Zaki, a marketing manager, said regional offices had organised what the Islamists called the largest human chain in history. There was no way of immediately confirming their claim.
The queue alternated between groups of men and women of all ages, holding posters that read: “Mohammed Mursi for president.”
The decision to run a candidate, after the Brotherhood had vowed not to, was controversial within the group, and Mursi is less known and popular than the enigmatic Shater.
But activists such as Zaki said the entire organisation was backing him.
“One of the things that distinguishes us is that we don’t venerate individuals, we venerate a programme,” he said.
As he was talking, a passer-by stopped to tell him that he wished Shater was still in the race, saying: “He has charisma.”
Mursi’s main rival is former senior Brotherhood member Abdelmoneim Abul Fotouh, whom the group expelled after he announced his nomination despite the Brotherhood’s having decided at the time not to run a candidate.
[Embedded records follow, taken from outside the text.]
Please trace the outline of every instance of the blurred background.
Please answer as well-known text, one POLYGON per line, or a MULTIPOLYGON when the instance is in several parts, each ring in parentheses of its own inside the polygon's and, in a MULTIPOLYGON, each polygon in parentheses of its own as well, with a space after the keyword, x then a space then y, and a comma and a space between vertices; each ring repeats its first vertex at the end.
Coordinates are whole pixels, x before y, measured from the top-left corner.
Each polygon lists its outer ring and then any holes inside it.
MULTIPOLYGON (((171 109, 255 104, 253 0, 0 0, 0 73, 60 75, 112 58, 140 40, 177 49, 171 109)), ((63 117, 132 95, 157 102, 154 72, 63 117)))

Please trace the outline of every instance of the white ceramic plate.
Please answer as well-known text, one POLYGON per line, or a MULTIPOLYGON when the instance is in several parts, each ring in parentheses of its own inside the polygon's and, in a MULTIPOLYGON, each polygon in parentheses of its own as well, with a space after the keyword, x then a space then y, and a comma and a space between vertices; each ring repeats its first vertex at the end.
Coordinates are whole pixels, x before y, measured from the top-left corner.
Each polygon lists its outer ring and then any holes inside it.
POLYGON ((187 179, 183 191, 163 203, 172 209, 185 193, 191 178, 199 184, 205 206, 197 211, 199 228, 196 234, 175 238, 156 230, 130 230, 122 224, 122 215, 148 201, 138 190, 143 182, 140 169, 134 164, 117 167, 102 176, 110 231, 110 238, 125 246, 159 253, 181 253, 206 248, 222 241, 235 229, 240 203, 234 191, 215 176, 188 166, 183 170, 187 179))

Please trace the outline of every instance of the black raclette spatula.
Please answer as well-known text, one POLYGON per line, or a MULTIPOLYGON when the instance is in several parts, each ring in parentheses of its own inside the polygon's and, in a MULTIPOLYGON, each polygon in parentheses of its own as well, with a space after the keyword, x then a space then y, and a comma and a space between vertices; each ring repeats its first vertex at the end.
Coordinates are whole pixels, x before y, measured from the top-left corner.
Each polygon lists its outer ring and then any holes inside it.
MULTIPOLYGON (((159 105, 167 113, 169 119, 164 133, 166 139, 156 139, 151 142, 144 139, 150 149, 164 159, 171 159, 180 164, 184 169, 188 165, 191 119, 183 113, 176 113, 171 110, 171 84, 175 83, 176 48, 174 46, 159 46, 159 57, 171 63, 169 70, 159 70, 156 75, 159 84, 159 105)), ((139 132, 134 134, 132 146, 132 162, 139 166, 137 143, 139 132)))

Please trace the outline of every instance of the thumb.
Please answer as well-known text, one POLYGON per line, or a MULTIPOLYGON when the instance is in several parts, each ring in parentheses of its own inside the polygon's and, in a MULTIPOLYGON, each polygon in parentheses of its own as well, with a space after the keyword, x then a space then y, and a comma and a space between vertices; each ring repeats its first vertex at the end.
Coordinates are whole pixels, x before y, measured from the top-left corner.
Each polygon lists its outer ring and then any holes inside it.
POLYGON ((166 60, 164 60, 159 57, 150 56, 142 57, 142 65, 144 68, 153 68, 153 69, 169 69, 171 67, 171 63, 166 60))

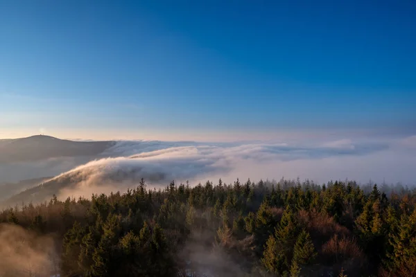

Analysts say the Islamists have lost popular support following a lacklustre performance in parliament and senate after elections earlier this year.
The Islamists argue that they have little room for policymaking in the legislature because power rests with the ruling military council, which took charge after an uprising ousted president Hosni Mubarak in February 2011.
“People have not yet tried the Brotherhood,” said another activist, Abdel Salam Saqr, holding a poster of the bearded and bespectacled Mursi.
“Parliament hasn’t been given a chance to do anything yet,” he said.
The Brotherhood says it reversed its decision not to field a presidential candidate after it failed to convince the military to sack the government.
Polls published by an Egyptian think tank and the government show Amr Mussa, a former foreign minister and Arab League chief, Fotouh and former prime minister Ahmed Shafiq at the front of the race.